24. A modified release tablet providing extended release of tacrolimus, comprising a compressed mixture of (A) particles comprising (i) a solid carrier and (ii) tacrolimus dispersed in a vehicle comprising (a) polyethylene glycol having an average molecular weight of 1500 to 35000 and (b) a poloxamer, and (B) one or more modifying release agents, wherein less than 20% w/w of the tacrolimus is released within 0.5 hours, when subjected to an in vitro dissolution test using USP Paddle method and using 0.1 N HCl as dissolution medium, and the particles, before compression, have a geometric weight mean diameter d.sub.gw of from about 50 .mu.m to about 1000 .mu.m.

25. The modified release oral dosage form according to claim 1, which further comprises a pharmaceutically acceptable additive selected from the group consisting of flavoring agents, coloring agents, taste-masking agents, pH-adjusting agents, buffering agents, preservatives, stabilizing agents, anti-oxidants, wetting agents, humidity-adjusting agents, surface-active agents, suspending agents and absorption enhancing agents.

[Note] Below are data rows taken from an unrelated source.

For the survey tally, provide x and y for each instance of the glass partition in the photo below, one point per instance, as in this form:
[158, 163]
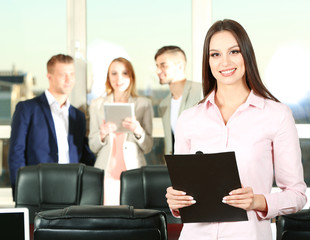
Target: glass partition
[282, 47]
[136, 30]
[32, 31]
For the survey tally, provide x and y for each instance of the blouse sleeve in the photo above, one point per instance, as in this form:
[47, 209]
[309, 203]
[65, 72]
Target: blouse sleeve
[288, 170]
[182, 142]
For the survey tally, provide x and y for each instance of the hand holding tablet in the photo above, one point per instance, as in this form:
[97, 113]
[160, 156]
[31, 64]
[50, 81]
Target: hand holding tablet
[117, 113]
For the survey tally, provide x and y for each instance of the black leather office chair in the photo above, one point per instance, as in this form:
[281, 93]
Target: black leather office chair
[100, 222]
[54, 186]
[145, 188]
[294, 226]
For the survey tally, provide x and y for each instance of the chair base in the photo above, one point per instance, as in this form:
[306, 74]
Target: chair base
[100, 222]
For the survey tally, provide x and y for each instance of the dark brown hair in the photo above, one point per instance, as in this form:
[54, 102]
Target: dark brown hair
[132, 86]
[252, 76]
[61, 58]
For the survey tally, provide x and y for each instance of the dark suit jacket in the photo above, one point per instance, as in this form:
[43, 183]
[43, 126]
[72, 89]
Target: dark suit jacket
[33, 137]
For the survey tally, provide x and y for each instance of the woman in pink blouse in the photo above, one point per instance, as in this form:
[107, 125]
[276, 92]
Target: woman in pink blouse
[239, 114]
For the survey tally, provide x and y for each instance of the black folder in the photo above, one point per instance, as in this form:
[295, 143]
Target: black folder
[207, 178]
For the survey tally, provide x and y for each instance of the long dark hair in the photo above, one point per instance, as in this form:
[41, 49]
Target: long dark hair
[252, 76]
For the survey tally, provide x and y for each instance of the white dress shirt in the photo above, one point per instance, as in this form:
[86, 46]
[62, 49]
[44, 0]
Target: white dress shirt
[174, 114]
[61, 122]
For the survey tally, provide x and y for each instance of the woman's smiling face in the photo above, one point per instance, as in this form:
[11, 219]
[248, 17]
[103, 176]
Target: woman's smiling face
[226, 61]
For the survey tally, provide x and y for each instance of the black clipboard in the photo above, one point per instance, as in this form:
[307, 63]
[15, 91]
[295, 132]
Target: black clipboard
[207, 178]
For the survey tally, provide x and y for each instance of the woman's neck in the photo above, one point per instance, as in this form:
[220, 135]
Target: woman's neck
[229, 98]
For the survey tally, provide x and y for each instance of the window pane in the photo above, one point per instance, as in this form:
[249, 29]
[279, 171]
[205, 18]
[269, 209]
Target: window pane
[136, 30]
[34, 31]
[278, 30]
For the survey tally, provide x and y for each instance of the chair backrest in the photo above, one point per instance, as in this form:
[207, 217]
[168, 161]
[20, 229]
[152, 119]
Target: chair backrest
[100, 222]
[53, 186]
[294, 226]
[145, 188]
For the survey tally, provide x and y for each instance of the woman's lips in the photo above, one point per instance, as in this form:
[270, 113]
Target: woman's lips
[228, 72]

26. The modified release oral dosage form according to claim 21, wherein at least one pharmaceutically acceptable excipient is selected from the group consisting of silica acid or a derivative or salt thereof including silicates, silicon dioxide and polymers thereof; magnesium aluminosilicate and/or magnesium aluminometasilicate, bentonite, kaolin, magnesium trisilicate, montmorillonite and/or saponite.

27. The modified release oral dosage form according to claim 26, wherein at least one pharmaceutical acceptable excipient is a silica acid or a derivative or salt thereof.

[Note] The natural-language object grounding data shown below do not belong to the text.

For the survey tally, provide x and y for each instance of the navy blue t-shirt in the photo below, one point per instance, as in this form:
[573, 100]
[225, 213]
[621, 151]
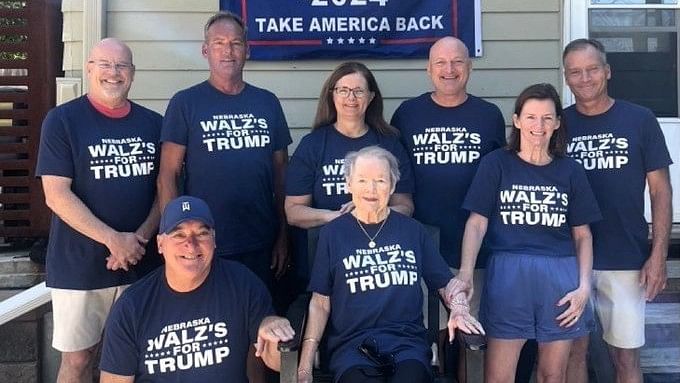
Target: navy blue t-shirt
[113, 163]
[230, 141]
[317, 166]
[375, 292]
[531, 209]
[446, 145]
[159, 335]
[617, 149]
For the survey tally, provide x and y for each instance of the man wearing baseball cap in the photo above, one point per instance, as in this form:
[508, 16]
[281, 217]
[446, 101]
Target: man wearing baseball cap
[194, 318]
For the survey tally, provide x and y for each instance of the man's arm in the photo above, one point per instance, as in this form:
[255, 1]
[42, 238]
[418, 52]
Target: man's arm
[403, 203]
[145, 230]
[300, 212]
[475, 229]
[653, 273]
[124, 247]
[150, 224]
[319, 311]
[172, 159]
[272, 330]
[280, 254]
[107, 377]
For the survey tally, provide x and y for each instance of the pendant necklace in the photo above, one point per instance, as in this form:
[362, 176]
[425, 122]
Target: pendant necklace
[371, 240]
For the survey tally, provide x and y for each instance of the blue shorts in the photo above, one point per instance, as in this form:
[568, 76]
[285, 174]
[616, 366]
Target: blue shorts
[520, 297]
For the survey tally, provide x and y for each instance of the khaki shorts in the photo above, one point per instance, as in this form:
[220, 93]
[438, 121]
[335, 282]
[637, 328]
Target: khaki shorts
[619, 301]
[478, 281]
[80, 315]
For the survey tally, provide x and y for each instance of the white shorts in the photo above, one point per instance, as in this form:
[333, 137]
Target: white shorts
[619, 301]
[79, 316]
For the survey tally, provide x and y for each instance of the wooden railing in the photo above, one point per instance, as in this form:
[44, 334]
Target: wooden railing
[30, 58]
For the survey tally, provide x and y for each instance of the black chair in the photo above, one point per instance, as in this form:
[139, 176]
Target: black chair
[297, 314]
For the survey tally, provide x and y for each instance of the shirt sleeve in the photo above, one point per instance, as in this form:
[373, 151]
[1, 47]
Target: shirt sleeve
[55, 156]
[175, 124]
[654, 150]
[119, 351]
[481, 196]
[435, 270]
[321, 280]
[281, 134]
[259, 303]
[406, 182]
[500, 140]
[302, 169]
[583, 207]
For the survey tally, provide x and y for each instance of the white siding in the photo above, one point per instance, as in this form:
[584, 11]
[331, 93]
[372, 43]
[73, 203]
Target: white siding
[521, 46]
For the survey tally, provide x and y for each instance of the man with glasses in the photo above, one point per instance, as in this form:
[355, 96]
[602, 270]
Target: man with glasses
[195, 318]
[621, 146]
[97, 161]
[446, 132]
[231, 138]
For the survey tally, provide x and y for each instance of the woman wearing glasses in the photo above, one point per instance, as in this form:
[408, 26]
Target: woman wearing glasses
[349, 117]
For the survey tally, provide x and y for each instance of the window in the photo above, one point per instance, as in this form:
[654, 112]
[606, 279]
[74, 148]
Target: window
[641, 39]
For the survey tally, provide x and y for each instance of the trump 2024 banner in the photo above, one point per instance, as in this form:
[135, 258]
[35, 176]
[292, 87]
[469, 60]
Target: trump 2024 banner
[341, 29]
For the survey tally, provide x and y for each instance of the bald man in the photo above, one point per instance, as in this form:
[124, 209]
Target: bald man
[447, 131]
[97, 161]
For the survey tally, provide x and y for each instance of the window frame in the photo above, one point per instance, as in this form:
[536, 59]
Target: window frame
[575, 22]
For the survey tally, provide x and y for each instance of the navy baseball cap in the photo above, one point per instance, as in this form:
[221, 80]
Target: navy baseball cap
[183, 209]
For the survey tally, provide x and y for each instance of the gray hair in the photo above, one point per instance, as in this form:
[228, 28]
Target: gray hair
[373, 151]
[225, 16]
[581, 44]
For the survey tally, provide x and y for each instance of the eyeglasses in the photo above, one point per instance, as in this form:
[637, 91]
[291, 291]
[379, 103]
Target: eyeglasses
[345, 92]
[383, 363]
[107, 65]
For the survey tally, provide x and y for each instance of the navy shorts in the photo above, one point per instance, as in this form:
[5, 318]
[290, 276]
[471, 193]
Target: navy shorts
[520, 297]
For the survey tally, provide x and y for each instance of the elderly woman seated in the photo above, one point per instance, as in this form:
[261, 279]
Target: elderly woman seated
[366, 284]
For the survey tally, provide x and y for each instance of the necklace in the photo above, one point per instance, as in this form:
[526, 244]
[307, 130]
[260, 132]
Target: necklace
[371, 240]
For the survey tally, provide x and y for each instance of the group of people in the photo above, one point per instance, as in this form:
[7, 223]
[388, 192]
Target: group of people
[538, 214]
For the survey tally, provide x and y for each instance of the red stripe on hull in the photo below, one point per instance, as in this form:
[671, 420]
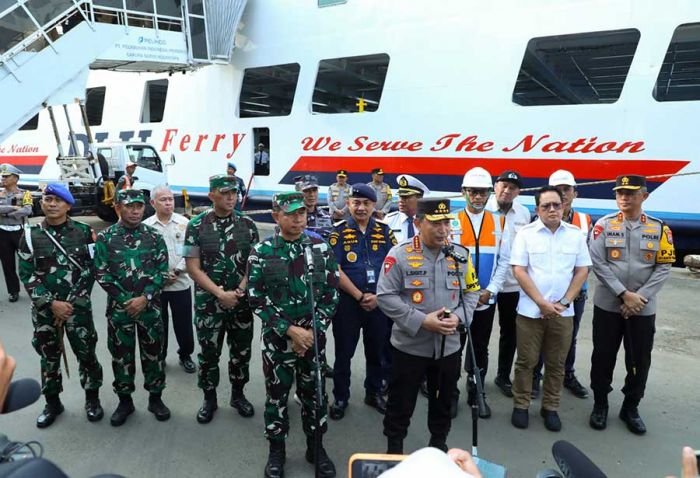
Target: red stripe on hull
[453, 166]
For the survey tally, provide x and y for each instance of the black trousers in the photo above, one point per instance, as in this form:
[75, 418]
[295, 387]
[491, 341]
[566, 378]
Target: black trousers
[9, 243]
[407, 373]
[507, 311]
[637, 335]
[481, 328]
[180, 303]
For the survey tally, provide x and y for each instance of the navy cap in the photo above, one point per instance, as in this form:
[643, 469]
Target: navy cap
[59, 190]
[361, 190]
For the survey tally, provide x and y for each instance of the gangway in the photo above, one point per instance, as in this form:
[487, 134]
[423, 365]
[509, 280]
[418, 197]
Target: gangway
[47, 47]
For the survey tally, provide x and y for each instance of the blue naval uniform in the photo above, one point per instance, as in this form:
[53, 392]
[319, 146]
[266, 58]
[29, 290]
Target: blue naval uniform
[360, 256]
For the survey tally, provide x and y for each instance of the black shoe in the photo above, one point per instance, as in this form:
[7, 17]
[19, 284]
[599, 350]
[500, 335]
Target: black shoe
[634, 422]
[599, 417]
[424, 388]
[188, 365]
[505, 385]
[551, 420]
[124, 409]
[536, 381]
[94, 410]
[394, 446]
[337, 410]
[326, 468]
[575, 387]
[158, 408]
[48, 416]
[206, 411]
[275, 460]
[438, 443]
[376, 401]
[520, 418]
[240, 403]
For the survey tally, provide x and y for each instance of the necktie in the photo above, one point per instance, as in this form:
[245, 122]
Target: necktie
[410, 232]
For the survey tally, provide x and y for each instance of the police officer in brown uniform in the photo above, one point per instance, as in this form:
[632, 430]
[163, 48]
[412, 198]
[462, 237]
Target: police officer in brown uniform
[632, 255]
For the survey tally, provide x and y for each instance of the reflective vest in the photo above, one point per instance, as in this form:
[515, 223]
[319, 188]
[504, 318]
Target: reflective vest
[484, 247]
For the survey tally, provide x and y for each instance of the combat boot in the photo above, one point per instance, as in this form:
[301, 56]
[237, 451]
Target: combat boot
[124, 409]
[206, 411]
[275, 460]
[158, 408]
[240, 403]
[93, 408]
[326, 468]
[53, 408]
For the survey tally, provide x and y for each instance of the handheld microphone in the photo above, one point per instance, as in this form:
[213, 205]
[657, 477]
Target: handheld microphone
[308, 253]
[449, 250]
[573, 463]
[21, 393]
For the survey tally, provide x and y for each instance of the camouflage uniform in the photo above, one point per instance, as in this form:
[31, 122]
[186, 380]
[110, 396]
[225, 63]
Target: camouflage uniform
[49, 275]
[223, 245]
[277, 286]
[130, 263]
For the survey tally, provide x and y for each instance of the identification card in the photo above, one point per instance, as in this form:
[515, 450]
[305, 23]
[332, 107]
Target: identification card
[370, 276]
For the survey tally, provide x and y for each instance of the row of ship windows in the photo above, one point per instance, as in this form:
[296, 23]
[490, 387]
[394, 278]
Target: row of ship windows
[583, 68]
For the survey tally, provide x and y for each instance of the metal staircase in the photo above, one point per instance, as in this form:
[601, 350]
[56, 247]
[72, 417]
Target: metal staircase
[47, 47]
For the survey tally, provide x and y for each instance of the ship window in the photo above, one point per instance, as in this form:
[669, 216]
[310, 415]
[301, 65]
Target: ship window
[679, 77]
[33, 123]
[94, 105]
[350, 85]
[584, 68]
[268, 91]
[154, 96]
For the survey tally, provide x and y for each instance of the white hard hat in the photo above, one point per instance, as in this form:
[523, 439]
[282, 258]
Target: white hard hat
[477, 178]
[561, 177]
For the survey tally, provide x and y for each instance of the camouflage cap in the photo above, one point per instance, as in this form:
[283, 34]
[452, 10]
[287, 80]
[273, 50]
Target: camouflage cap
[128, 196]
[288, 202]
[223, 182]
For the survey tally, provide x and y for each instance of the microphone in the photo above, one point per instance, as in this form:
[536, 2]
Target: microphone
[308, 253]
[449, 250]
[573, 463]
[21, 393]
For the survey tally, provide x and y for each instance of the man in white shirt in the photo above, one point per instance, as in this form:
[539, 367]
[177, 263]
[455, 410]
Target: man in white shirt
[401, 221]
[550, 261]
[513, 217]
[177, 293]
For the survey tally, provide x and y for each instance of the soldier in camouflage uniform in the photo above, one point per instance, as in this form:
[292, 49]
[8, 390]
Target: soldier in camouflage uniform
[279, 295]
[56, 269]
[131, 260]
[217, 244]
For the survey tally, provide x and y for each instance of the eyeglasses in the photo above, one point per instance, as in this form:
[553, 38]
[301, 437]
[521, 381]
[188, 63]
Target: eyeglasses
[551, 205]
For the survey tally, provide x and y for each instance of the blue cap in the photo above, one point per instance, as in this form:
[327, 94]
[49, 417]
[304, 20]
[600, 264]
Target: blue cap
[59, 190]
[361, 190]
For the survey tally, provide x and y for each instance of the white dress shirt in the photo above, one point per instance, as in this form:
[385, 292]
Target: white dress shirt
[516, 217]
[173, 233]
[550, 259]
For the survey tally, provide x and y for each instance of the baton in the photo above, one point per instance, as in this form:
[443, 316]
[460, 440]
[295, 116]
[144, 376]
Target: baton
[63, 349]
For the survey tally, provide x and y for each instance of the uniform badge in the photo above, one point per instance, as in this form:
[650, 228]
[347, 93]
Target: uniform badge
[597, 231]
[388, 264]
[417, 297]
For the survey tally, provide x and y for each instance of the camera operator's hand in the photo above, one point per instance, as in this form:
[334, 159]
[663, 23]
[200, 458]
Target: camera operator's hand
[7, 368]
[464, 460]
[689, 464]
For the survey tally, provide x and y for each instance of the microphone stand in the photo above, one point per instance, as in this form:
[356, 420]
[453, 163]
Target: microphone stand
[308, 256]
[478, 402]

28. The modified release oral dosage form according to claim 26, wherein at least one pharmaceutically acceptable excipient is silicon dioxide or a polymer thereof.

29. The modified release oral dosage form according to claim 28, wherein the silicon dioxide comprises colloidal silica.

30. The modified release oral dosage form according to claim 1, wherein the particles have a geometric weight mean diameter d.sub.gw of from about 50 .mu.m to about 400 .mu.m.

31. The modified release oral dosage form according to claim 1, wherein the solid carrier is lactose.

32. The modified release tablet according to claim 24, wherein the particles have a geometric weight mean diameter d.sub.gw of from about 50 .mu.m to about 400 .mu.m.

33. The modified release oral dosage form according to claim 24, wherein the solid carrier is lactose.

34. A modified release oral dosage form comprising (a) solid carrier particles sprayed with tacrolimus dispersed in a vehicle of (i) polyethylene glycol having an average molecular weight of 1500 to 35000 and (ii) a poloxamer, the sprayed particles having a geometric weight mean diameter d.sub.gw of from about 50 .mu.m to about 1000 .mu.m, and (b) a modifying release agent, wherein less than 20% w/w of the tacrolimus is released within 0.5 hours, when subjected to an in vitro dissolution test using USP Paddle method and using 0.1 N HCl as dissolution medium.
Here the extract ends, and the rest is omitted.